Three Swedish companies – the steelmaker SSAB, the mining firm LKAB, and the energy company Vattenfall – have combined efforts to build the world’s first pilot plant for fossil-free steel, with the goal of using hydrogen as a coking coal replacement in steelmaking. The venture aims to begin developing the pilot plant in 2023. In July, SSAB AB produced what they called the first fossil-free steel using green hydrogen, with Volvo Group buying the first delivery. The hydrogen HYBRIT initiative is expected to be able to reduce the carbon emissions of Sweden and Finland by 10% and 7%, respectively. Based on the feasibility study conducted in 2017, operational costs are expected to be 20-30% higher than those of conventional blast furnaces. The program commenced in 2016 with plans to establish the demo plant by 2025. Commercial volume plant trials and transformation are scheduled to occurred between 2030 and 2040, with the company expecting to reach fossil-free production by 2045.

Hydrogen-Injection

In 2019, German ThyssenKrupp initiated a series of investigations into the use of hydrogen in a working blast furnace to minimise carbon emissions from steel production. A particular focus of the first test phase was the effect on plant technology of the use of hydrogen. To this end, injection of hydrogen was tested on one of the 28 tuyères of “Blast furnace 9” at the Duisburg site.

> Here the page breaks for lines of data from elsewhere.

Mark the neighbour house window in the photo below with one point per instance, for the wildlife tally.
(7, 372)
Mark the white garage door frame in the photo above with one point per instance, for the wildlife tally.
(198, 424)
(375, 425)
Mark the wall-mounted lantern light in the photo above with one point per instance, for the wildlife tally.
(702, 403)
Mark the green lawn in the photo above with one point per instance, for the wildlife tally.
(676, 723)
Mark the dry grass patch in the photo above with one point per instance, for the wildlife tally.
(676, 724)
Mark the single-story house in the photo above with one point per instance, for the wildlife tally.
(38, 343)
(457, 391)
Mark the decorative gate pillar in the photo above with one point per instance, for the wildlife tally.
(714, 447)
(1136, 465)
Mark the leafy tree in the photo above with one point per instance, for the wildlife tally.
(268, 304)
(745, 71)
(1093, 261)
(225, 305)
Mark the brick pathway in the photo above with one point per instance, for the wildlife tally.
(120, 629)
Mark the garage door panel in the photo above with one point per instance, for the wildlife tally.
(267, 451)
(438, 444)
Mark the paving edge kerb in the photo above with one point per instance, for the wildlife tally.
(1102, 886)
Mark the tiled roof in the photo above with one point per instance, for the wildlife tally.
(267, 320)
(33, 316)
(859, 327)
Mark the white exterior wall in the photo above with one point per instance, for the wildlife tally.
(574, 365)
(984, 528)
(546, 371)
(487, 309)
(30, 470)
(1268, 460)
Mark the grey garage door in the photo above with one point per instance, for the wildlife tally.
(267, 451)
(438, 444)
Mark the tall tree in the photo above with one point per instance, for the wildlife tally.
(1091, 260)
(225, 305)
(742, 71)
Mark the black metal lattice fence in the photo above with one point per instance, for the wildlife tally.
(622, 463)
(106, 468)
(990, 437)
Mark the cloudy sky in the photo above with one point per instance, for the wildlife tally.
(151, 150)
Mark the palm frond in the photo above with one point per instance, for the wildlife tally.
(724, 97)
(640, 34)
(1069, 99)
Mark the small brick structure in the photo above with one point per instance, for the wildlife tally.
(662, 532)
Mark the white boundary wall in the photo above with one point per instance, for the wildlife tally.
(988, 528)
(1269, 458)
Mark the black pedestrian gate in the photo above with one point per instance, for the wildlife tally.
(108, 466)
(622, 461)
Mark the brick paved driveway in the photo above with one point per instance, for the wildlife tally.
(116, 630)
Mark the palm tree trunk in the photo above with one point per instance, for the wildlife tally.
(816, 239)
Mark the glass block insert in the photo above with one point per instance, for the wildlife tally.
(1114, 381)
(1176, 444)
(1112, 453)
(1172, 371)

In the second test phase, scheduled to start in 2022, the tests will be extended to all 28 tuyères of the blast furnace to test the viability of the technology for large-scale industrial use. The research will be focused on the impact of hydrogen technology on the metallurgical processes in the blast furnace. The company’s goal is to switch to hydrogen-based steel production by 2050.

Although hydrogen is a genuine alternative to coking coal, most of the technology is still in early stages of development with no planned date for commercial production. AME expects economics and scalability to be the major issues when it comes to commercialising the plant, and it will be difficult to replace reliable and cost-effective metallurgical coal in the medium term.

FINEX

The closest competitor to blast furnace technology, with the potential to revolutionise the industry in the short term, is likely to be FINEX. FINEX is a combination of two technologies, the Finmet multiple fluidised bed process and the COREX melter-gasifier. The FINEX process has been in development by POSCO and Siemens VAI since 1992, in which time the technology has progressed from a 1.5tpd lab-scale research unit to a 2Mtpa commercial-scale plant, which has been in operation at the Pohang Steelworks in South Korea since January 2014. POSCO is considering a million-ton demo plant from 2023 and aims to put the eco-friendly steel production system using hydrogen as a reducing agent into actual operation in 2027.

COREX

With COREX, all metallurgical work is carried out in two separate process reactors – the reduction shaft and the melter-gasifier. Iron ore (lump ore, pellets, or a mixture thereof) is charged into the reduction shaft, where it is reduced to direct reduced iron (DRI) by the reduction gas in counterflow. Discharge screws convey the DRI into the melter-gasifier, where final reduction and melting take place, in addition to all other metallurgical reactions. Hot metal and slag are tapped, as in conventional blast furnace practice.

Like hydrogen, all these technologies are in relatively early stages of development, with no large-scale or commercial plants operating at this stage to compete with blast furnace technology. As a result, AME does not expect that these technologies pose an imminent substitution risk to metallurgical coal.